When I’m speaking at a conference, I always ask for a list of the speakers, and also who’s on right before and after me.
If I don’t know those two presenters, in particular, I do research to find out these things:
What do they speak about? What are they selling in the back of the room? What are their price points? Are they going to contradict my work? Now, you could do your research and still not know exactly what the person before you is going to say ~ or there could be a last-minute change in the line-up.
That’s why it’s absolutely essential that you be in the room to hear at least the speaker who’s going on right before you.
Be in the Room
You need to know what the audience just heard and adjust your speech, if necessary.
Don’t change what you’re teaching, but if you’re going to tell the audience something contradictory to what they just heard, you want to acknowledge that to the audience, so they don’t sit there, confused and uncomfortable.
That can be as simple as saying, “The previous speaker has a different perspective on this, but in my twenty years of working with clients, I have found that…”
Or you might be following someone with an emotional story, and you want to be sensitive and skillful, particularly in your opening remarks.
For instance, a couple of years ago, I was speaking at a conference in Cancun, Mexico, that, due to airline problems, had to make last-minute changes in the line-up. One day, I ended up speaking after Dick and Rick Hoyt, the father and son team, who have competed as a unit in 1,000 marathons and Ironman competitions, Dick pushing his disabled son in specially designed wheelchairs.
When they finished speaking, there wasn’t a dry eye in the room, and no presenter would want to follow them. Getting up there and telling the audience that you’ve got the greatest thing since sliced bread just would not work.
I had to figure out how to transition from their story to mine and still look good.

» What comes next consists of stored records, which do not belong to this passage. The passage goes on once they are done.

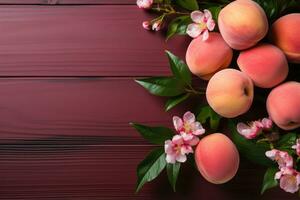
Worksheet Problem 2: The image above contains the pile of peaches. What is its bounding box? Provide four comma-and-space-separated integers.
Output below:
186, 0, 300, 130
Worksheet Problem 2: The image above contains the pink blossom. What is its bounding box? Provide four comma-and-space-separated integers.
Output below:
261, 118, 273, 130
265, 149, 293, 169
186, 10, 215, 41
173, 111, 205, 138
237, 118, 273, 139
274, 167, 300, 193
237, 121, 262, 139
143, 21, 151, 30
292, 139, 300, 156
165, 135, 199, 164
152, 20, 162, 31
136, 0, 153, 9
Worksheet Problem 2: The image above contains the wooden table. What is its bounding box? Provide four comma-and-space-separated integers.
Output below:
0, 0, 297, 200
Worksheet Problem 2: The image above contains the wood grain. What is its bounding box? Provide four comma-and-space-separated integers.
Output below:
0, 78, 199, 141
0, 6, 189, 76
0, 145, 297, 200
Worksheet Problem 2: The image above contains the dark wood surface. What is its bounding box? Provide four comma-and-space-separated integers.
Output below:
0, 0, 297, 200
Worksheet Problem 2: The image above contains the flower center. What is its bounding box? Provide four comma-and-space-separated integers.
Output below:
286, 174, 297, 185
199, 22, 207, 30
184, 123, 192, 133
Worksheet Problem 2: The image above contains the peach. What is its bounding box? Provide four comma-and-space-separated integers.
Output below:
218, 0, 268, 50
195, 133, 240, 184
267, 81, 300, 130
206, 69, 254, 118
186, 33, 232, 80
237, 44, 289, 88
270, 13, 300, 63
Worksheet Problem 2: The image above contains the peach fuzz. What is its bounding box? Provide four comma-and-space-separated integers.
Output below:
218, 0, 269, 50
206, 69, 254, 118
186, 33, 232, 80
195, 133, 240, 184
267, 81, 300, 130
237, 44, 289, 88
270, 13, 300, 63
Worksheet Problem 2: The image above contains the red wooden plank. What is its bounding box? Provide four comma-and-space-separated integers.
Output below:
0, 6, 189, 76
0, 146, 297, 200
0, 78, 197, 141
0, 0, 136, 5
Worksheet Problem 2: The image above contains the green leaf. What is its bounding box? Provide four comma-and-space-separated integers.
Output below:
131, 123, 174, 145
136, 147, 167, 192
167, 162, 180, 192
197, 106, 222, 130
136, 77, 185, 97
228, 120, 274, 167
277, 133, 297, 148
166, 51, 192, 85
175, 0, 199, 10
167, 16, 192, 40
165, 93, 190, 111
260, 167, 278, 194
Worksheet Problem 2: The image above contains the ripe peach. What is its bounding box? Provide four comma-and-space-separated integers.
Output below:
206, 69, 253, 118
237, 44, 289, 88
267, 81, 300, 130
218, 0, 268, 50
270, 13, 300, 63
186, 33, 232, 80
195, 133, 240, 184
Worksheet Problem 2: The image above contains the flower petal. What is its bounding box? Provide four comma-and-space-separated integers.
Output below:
165, 140, 173, 154
166, 154, 176, 164
191, 10, 204, 23
181, 132, 194, 141
188, 136, 200, 146
206, 19, 216, 31
202, 30, 209, 41
204, 9, 212, 20
172, 135, 183, 145
274, 171, 282, 180
180, 145, 193, 154
186, 23, 202, 38
265, 149, 278, 160
183, 111, 196, 124
173, 116, 183, 131
261, 118, 273, 129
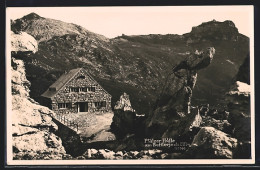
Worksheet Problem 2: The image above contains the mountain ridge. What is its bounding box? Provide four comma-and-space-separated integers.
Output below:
11, 12, 249, 113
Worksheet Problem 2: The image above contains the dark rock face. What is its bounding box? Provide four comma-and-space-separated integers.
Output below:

Because I was in the room, listening to them, and reading the audience, I was able to come up with that thoughtful transition, and we ended up getting great sales that day. If I hadn’t been there to hear their story, I could have seemed insensitive or irrelevant, and our results would not have been nearly as good.
The Boy Scout motto applies here. Because no matter what you set up prior to going into a speaking engagement, you can be sure they’re going to change something once you get there.
If you’re not prepared, that change could mean the death of what you’re doing.
On the other hand, a little preparation goes a long way toward ensuring that you come out looking like a star with a bucketload of sales to show for it.